Observations of single Clostridium spore germination.

As a spore germinates, ∼10⁸ DPA molecules are released into the immediate volume surrounding the spore. DPA then combines with Tb³⁺ in the agarose matrix to form the Tb³⁺-DPA complex, which can be visualized as a bright luminescence halo under UV excitation. The germinating endospores manifest as bright spots that are enumerated in a microscope field of view. The germination time course showed an increase in spot intensity as DPA molecules were released, reaching a plateau after 15 min that indicates the completion of germination. Germination of C. sporogenes spores on Tb³⁺- and germinant (l-alanine or d-alanine)-doped agarose was confirmed by the detection of DPA release using a Fluorolog-3 model FL3-22 spectrofluorometer in a front-face configuration (see Fig. S1 in the supplemental material). Figure 2 shows the micro-EVA time-lapse images of a germinating C. sporogenes spore. Figure S2 in the supplemental material shows single germinated spores under micro-EVA in one field of view. Negative-control data showed that Tb³⁺ does not luminescence in the absence of either spores or germinant (data not shown). In combination, these data establish the assignment of micro-EVA luminescent spots as single germinating endospores.

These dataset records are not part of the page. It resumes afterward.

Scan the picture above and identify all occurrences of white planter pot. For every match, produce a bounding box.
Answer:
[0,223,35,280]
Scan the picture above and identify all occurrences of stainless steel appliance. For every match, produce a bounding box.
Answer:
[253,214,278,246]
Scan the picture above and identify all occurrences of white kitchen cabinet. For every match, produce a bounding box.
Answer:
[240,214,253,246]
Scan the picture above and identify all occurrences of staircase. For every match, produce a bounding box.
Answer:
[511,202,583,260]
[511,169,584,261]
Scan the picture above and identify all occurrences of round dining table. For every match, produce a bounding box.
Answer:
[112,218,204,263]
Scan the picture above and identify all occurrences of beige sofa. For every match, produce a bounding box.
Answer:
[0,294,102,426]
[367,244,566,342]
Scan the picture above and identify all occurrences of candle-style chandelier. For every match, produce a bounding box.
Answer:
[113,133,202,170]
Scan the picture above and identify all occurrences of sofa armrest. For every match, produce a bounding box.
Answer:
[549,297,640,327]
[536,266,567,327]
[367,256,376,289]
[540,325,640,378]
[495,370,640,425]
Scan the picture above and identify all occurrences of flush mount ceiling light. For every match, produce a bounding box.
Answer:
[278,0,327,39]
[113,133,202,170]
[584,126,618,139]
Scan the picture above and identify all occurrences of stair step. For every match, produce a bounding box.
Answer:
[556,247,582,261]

FIG. 2. — Germination time courses of single *C. sporogenes* spores at 37°C, monitored by Tb³⁺-DPA luminescence using micro-EVA.

Validation of micro-EVA against culturing.

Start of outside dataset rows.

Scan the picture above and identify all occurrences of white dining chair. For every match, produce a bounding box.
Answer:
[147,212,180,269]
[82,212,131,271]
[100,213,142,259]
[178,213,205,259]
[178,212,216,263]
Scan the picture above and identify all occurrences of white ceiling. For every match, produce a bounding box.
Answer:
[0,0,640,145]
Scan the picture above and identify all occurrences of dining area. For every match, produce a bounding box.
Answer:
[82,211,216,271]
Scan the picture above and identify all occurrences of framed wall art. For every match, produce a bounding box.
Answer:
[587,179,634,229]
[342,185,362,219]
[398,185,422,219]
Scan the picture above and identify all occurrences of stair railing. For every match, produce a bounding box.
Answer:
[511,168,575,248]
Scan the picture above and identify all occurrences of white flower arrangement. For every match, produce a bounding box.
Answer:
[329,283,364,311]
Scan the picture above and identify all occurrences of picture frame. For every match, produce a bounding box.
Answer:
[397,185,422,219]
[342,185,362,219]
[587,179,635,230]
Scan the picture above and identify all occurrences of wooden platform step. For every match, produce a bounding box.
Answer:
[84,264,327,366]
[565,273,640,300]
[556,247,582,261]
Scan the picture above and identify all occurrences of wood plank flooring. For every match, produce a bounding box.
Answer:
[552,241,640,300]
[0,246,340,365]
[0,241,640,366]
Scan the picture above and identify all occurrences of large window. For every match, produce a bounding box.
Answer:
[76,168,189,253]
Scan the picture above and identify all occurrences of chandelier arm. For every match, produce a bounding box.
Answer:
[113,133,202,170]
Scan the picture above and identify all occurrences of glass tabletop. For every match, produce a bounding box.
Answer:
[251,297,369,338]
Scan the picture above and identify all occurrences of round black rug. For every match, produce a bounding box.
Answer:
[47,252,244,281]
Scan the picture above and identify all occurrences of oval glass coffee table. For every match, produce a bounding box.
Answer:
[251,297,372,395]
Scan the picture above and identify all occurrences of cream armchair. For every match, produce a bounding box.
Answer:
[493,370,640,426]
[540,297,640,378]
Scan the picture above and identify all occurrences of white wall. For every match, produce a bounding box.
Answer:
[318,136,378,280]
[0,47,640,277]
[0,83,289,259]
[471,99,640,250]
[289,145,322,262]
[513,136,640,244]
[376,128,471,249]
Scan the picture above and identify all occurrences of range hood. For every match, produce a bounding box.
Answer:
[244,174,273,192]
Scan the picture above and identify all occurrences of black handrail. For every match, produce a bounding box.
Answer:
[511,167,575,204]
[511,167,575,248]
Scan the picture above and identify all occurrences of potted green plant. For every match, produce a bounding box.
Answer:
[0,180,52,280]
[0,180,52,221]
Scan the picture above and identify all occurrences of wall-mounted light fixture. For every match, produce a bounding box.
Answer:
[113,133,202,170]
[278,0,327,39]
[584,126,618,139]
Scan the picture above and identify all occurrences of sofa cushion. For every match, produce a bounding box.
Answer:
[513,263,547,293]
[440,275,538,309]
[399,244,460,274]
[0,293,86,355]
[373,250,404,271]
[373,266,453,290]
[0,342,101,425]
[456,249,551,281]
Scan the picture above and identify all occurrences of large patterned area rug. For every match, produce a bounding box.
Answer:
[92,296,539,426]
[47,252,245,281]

To validate micro-EVA, we performed parallel germination and culturing experiments with from 0 to 1,000 spores/ml. Figure 3 shows the GCE concentrations measured with micro-EVA and the culturable endospore concentrations measured with plate counting plotted against total endospore concentrations as determined with phase-contrast microscopy. Sterile samples did not yield counts (i.e., there were no false positives), which enabled us to achieve the ultimate sensitivity of one germinable endospore per micro-EVA field of view. Of the total endospore population (i.e., phase-bright endospore bodies), micro-EVA revealed that 56.4% ± 1.5% of the population were germinable within 60 min, while 43.0% ± 1.0% were culturable within 10 days of incubation. The germinable/culturable ratio was 1.31, which is consistent with the fact that a subset of the total endospore population is germinable but not culturable (24). Specifically, micro-EVA measurements probe DPA release during stage 1 germination, while CFU measurements probe the cell division, which is the last stage of the germination process and requires proper growth conditions (e.g., enough nutrient and an anaerobic environment for Clostridium spores). It is expected, then, that the additional requirements for achieving the observable colonies will inherently yield lower culturable versus germinable populations in a given endospore sample. Our results indicate that micro-EVA was a faster method to assess spore viability, as germinability has been proposed as the indicator of spore viability.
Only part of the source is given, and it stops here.